Non c’è dubbio, questo è “il governo della nostalgia”, ovvero del ritorno al passato, ma di un passato di cui si predilige quanto rappresentò lo svilimento di ogni forma di coraggio, sia individuale che di gruppo, il rifugiarsi nel convenzionale che impone la consuetudine senza originalità o capacità critica e quindi a ciascuno il proprio tatuaggio, che è poi sempre lo stesso (marchiati dalla medesima “creatività”, quella che nutre di sporcizie saracinesche e muri). Tatuati per dirsi pronti nel sottomettersi a forme di cultura tribale o ad obbedire a inquadramenti marziali o per fantasticare sulla “propria pelle” un io, io, io che non si è accorto di essere ormai suddito e non cittadino.
In breve, un ritorno al passato che neghi immaginazioni e invenzioni e tendenze e opinioni diverse. Insomma, risposte responsabili (razionali?) alle “paure di una società disillusa dall’idea di scambio tra sacrifici e opportunità”, come giustamente scrive Antonio Polito sul Corriere della Sera.
Proprio sulla copertina di un libro sugli scritti giovanili di Hume, curato da Spartaco Pupo da poco in libreria, si legge a nostro parziale conforto:
Una nazione civile con un governo mal costituito difficilmente diventerà del tutto barbara; il suo cambiamento, per quanto vasto, non potrà mai estendersi fino alla messa al bando di tutte le arti…
E delle competenze, che poi è la stessa cosa.
Restando ancora sul giovane Hume:
Il rimedio a ogni inconveniente potrebbe a sua volta rivelarsi un altro inconveniente. Perciò non si avrebbe alcuna soluzione, come nell’esempio di un’opera progettata con genio la cui bellezza è cancellata dal caso.
Quasi che il filosofo avesse previsto l’orribile tragedia di Genova, un’opera progettata con genio la cui bellezza è cancellata dal caso.

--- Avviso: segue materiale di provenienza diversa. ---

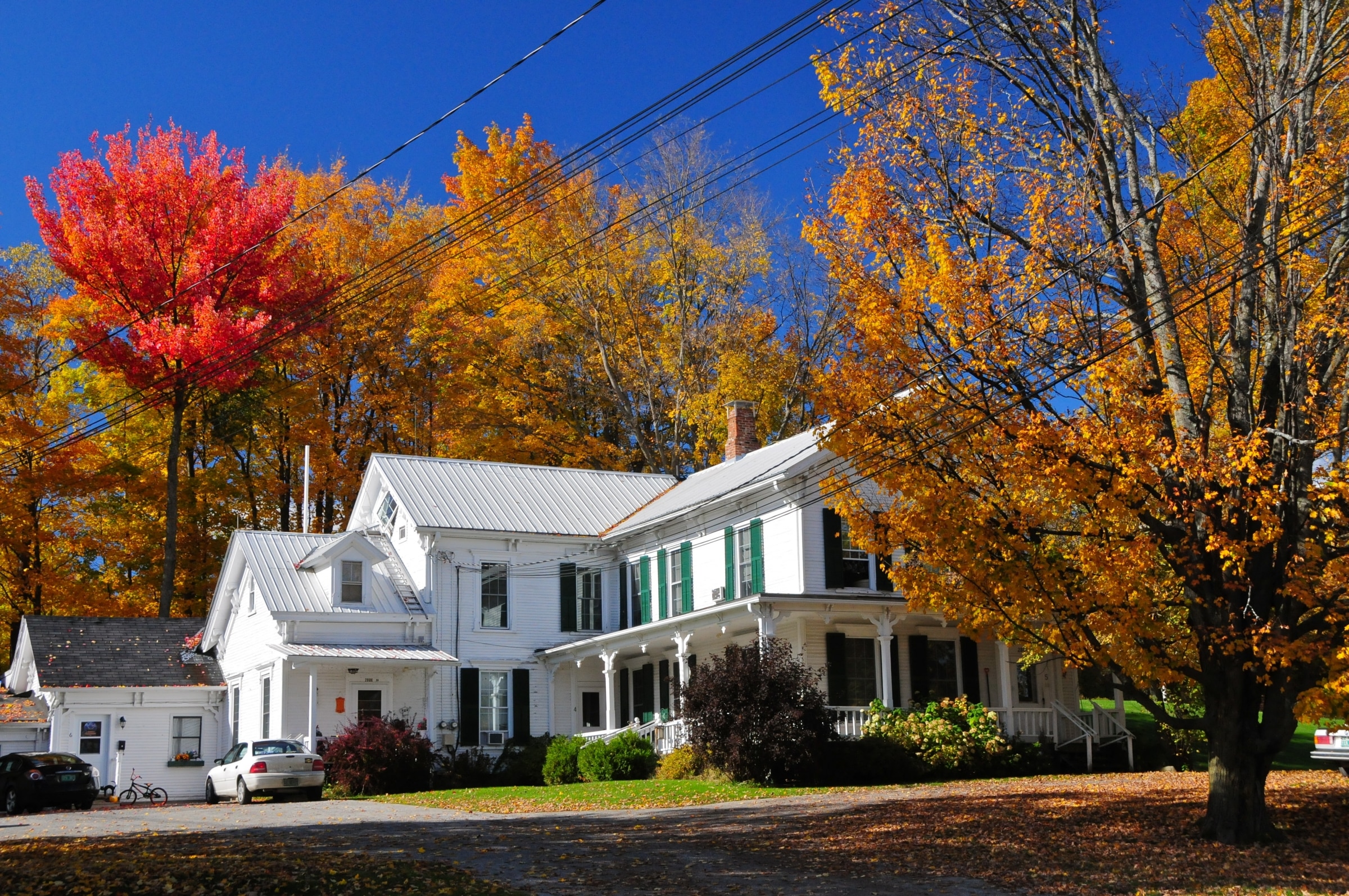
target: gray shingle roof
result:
[23,616,225,688]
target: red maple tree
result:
[27,121,317,617]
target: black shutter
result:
[510,669,529,738]
[459,669,478,746]
[618,563,627,628]
[824,631,847,706]
[890,638,904,706]
[961,637,979,703]
[824,508,847,588]
[909,634,928,707]
[557,563,576,631]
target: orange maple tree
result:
[807,0,1349,842]
[27,123,314,617]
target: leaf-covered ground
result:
[377,780,830,814]
[689,771,1349,895]
[0,834,518,896]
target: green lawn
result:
[375,780,838,812]
[1082,700,1339,772]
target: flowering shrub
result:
[324,718,432,795]
[862,696,1026,776]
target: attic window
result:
[375,491,398,526]
[341,560,364,603]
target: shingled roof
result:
[23,616,225,688]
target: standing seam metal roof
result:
[371,455,677,536]
[237,530,408,616]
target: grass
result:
[0,831,518,896]
[377,780,836,814]
[1082,700,1341,772]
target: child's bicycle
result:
[117,769,169,806]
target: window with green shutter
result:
[678,541,694,613]
[655,548,671,619]
[750,519,763,594]
[637,557,651,625]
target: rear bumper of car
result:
[243,772,327,791]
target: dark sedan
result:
[0,753,98,815]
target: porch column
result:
[671,631,694,715]
[599,650,618,731]
[305,665,318,752]
[866,607,897,708]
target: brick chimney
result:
[726,401,759,461]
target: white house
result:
[6,616,228,799]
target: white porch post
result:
[671,631,694,715]
[866,607,896,708]
[599,650,618,731]
[305,665,318,750]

Purtroppo non sembra soltanto dal caso.
In realtà, Antonio Polito descrive assai bene un’Italia paese di “ogni inconveniente”, dove il rimedio potrebbe rivelarsi il solito, maledetto, altro inconveniente.
E in questo evidente ritorno al passato gli inconvenienti si stanno mostrando in tutta la loro pericolosità. Dal cosiddetto reddito di cittadinanza alle varie forme di sussidio, dalla volontà di rimettere in circolazione passaporti, timbri, frontiere o cortine ungheresi ai lavori socialmente utili (per una disoccupazione senza fine), da una scuola sempre più insensata sul modello della nazionale di calcio alle pensioni di chissà come e perché, senza farci mancare le partecipazioni statali, quelle che hanno contribuito al permanere di un Sud sussidiario, cioè secondario, non necessario.

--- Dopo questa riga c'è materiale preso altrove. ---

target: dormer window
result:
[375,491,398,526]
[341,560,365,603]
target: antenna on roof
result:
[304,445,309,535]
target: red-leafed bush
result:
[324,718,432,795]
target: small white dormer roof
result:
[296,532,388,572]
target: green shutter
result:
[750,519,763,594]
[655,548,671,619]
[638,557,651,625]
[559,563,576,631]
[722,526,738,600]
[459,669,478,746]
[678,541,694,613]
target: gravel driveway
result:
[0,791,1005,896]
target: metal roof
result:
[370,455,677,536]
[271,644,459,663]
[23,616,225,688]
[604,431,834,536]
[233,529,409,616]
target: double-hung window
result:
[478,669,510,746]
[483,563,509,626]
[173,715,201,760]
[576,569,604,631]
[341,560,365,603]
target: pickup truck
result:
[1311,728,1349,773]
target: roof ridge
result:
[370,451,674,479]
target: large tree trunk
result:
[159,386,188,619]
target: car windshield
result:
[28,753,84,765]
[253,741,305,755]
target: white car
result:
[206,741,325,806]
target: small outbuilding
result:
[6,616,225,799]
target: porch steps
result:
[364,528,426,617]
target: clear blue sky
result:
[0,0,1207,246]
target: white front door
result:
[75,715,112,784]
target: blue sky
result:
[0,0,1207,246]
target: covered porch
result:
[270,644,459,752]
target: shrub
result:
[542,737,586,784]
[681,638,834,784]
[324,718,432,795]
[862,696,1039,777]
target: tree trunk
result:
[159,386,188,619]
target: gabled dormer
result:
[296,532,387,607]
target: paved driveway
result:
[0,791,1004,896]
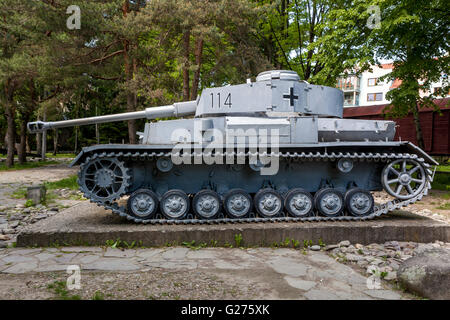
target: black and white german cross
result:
[283,87,298,107]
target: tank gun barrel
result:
[27,100,197,133]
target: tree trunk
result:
[5,79,16,168]
[17,112,30,164]
[183,30,191,101]
[53,129,58,156]
[413,102,425,150]
[122,0,136,144]
[5,102,16,168]
[41,108,47,160]
[191,38,203,99]
[73,126,78,154]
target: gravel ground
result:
[0,159,82,248]
[323,241,450,285]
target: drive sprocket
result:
[78,155,131,203]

Già, le partecipazioni statali che partorirono il grande polo industriale di Porto Marghera, ma che hanno lasciato “un deserto “ perché lì nessuno, sinistra per prima, ha mai scommesso sullo “scambio tra sacrifici e opportunità”.

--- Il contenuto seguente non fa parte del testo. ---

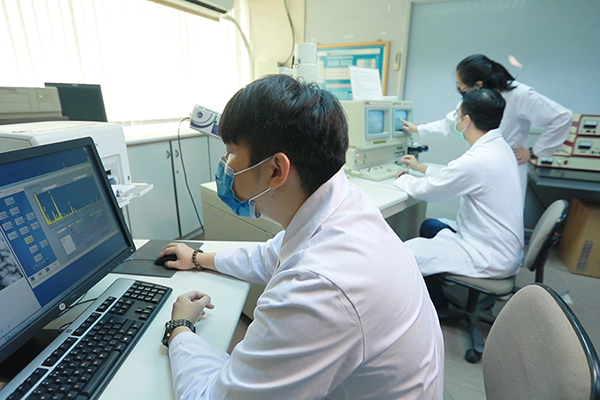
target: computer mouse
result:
[154,253,177,267]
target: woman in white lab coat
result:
[404,54,573,196]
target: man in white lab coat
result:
[161,75,444,400]
[394,89,523,307]
[403,54,573,198]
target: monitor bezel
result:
[44,82,108,122]
[391,105,413,137]
[0,137,135,363]
[364,105,392,142]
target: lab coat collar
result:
[471,129,502,149]
[279,168,350,265]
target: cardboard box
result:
[558,197,600,278]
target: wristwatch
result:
[160,319,196,347]
[529,147,537,160]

Comunque, anni fa Richard Bennet disse che “il guardare fuori di noi è un’arte che va appresa”. Esattamente quello che non vogliono fare e che vorrebbero impedire che noi facessimo. Chi? Ma quelli del governo della nostalgia, del ritorno al passato. Stiamo dicendo di brutali e pericolosi “semplificatori”. Noi invece dovremmo ritornare alla domanda che si pose Montaigne:
Quando gioco con la mia gatta, come faccio a sapere se non sia lei che sta giocando con me?
Senza dubbio, ricitando Bennet, la vita attorno a noi “rimane al fondo insondabile”. Ma non per questo dobbiamo avere paura. Dobbiamo soltanto imparare a collaborare con il gatto o con qualunque altro essere umano, andando oltre ogni apparente insondabilità.